Fausto Coppi
Sean Kelly
Zahl für Zahl
Die Balken sind auf den Führenden dieser Liste skaliert.
Das Urteil
Fausto Coppi führt in 1 von 2 Kategorien. Unser Allzeit-Ranking führt Fausto Coppi auf Platz 4 und Sean Kelly auf Platz 7.

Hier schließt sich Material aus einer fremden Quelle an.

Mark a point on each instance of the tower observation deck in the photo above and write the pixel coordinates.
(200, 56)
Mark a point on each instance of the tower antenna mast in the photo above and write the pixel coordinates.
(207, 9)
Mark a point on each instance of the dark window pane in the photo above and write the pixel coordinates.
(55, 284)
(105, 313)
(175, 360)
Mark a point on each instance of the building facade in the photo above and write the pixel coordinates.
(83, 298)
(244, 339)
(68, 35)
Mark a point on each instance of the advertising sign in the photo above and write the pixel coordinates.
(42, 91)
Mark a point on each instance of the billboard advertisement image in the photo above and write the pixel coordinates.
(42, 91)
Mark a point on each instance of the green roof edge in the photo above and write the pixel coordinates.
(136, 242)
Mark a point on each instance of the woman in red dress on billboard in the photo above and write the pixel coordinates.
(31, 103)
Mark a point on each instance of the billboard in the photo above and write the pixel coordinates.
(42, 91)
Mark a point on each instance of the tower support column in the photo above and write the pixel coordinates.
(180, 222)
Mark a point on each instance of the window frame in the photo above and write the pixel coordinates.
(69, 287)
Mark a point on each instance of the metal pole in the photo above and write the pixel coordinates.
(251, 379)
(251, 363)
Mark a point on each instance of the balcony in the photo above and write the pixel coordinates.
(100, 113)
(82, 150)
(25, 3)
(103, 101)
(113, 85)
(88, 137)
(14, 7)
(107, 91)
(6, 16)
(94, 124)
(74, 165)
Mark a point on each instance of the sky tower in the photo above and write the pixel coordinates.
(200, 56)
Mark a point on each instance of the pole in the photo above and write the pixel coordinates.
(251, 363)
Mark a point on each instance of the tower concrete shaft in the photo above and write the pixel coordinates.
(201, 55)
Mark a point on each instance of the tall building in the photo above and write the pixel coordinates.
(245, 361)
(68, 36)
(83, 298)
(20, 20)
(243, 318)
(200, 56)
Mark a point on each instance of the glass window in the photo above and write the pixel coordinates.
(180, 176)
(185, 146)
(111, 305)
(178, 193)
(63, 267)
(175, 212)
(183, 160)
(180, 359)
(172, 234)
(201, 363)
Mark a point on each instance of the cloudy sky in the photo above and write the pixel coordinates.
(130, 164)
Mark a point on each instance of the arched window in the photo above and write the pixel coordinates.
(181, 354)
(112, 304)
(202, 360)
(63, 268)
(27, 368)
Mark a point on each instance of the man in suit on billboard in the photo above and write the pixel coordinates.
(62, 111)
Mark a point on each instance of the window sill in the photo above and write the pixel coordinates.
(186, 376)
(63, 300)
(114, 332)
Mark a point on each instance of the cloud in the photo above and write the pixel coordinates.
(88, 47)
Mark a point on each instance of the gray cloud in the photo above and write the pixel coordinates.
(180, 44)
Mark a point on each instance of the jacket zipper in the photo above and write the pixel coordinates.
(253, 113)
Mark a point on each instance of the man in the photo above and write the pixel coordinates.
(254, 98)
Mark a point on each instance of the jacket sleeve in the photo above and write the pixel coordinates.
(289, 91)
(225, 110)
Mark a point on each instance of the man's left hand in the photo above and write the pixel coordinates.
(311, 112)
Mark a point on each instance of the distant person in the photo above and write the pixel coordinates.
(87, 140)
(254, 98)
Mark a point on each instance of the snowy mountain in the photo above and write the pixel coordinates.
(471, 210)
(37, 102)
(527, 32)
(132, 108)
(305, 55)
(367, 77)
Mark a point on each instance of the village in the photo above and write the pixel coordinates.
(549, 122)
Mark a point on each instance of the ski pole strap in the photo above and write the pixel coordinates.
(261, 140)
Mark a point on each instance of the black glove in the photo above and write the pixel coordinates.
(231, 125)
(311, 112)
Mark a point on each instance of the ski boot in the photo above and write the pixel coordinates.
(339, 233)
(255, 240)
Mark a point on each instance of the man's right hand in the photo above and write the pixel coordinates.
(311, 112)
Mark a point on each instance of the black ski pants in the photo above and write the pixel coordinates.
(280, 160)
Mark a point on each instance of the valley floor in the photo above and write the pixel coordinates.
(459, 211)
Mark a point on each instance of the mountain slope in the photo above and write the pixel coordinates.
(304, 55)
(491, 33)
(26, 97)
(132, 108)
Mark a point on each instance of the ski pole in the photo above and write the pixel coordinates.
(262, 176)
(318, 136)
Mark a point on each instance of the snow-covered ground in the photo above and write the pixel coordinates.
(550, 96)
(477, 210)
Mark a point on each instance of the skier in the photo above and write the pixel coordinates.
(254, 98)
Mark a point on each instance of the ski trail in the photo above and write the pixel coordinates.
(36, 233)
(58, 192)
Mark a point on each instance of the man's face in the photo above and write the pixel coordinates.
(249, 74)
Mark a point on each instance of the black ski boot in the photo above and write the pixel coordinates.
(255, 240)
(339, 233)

Das Plädoyer für Fausto Coppi
Il Campionissimo, der Champion der Champions, war der erste moderne Große des Radsports, ein Fahrer, dessen Eleganz und wissenschaftlicher Ansatz ihn in den Nachkriegsjahren heraushob. Coppi vollbrachte 1949 das erste Giro-Tour-Double und wiederholte es 1952, gewann fünf Giri d'Italia und zwei Touren de France und holte 1953 den WM-Titel. Seine neun Monument-Siege umfassten drei Mailand-San Remo, fünf Lombardei-Rundfahrten und ein Paris-Roubaix, viele durch Soloflucht gewonnen, Minuten vor dem Feld im Ziel. 1942 stellte er den Stundenrekord mit 45,798 Kilometern auf, eine Marke, die 14 Jahre Bestand hatte. Seine Rivalität mit Gino Bartali spaltete das sich erholende Italien, und das Bild, wie die beiden an einem Anstieg eine Flasche teilen, wurde zum bleibenden Symbol der Romantik des Sports.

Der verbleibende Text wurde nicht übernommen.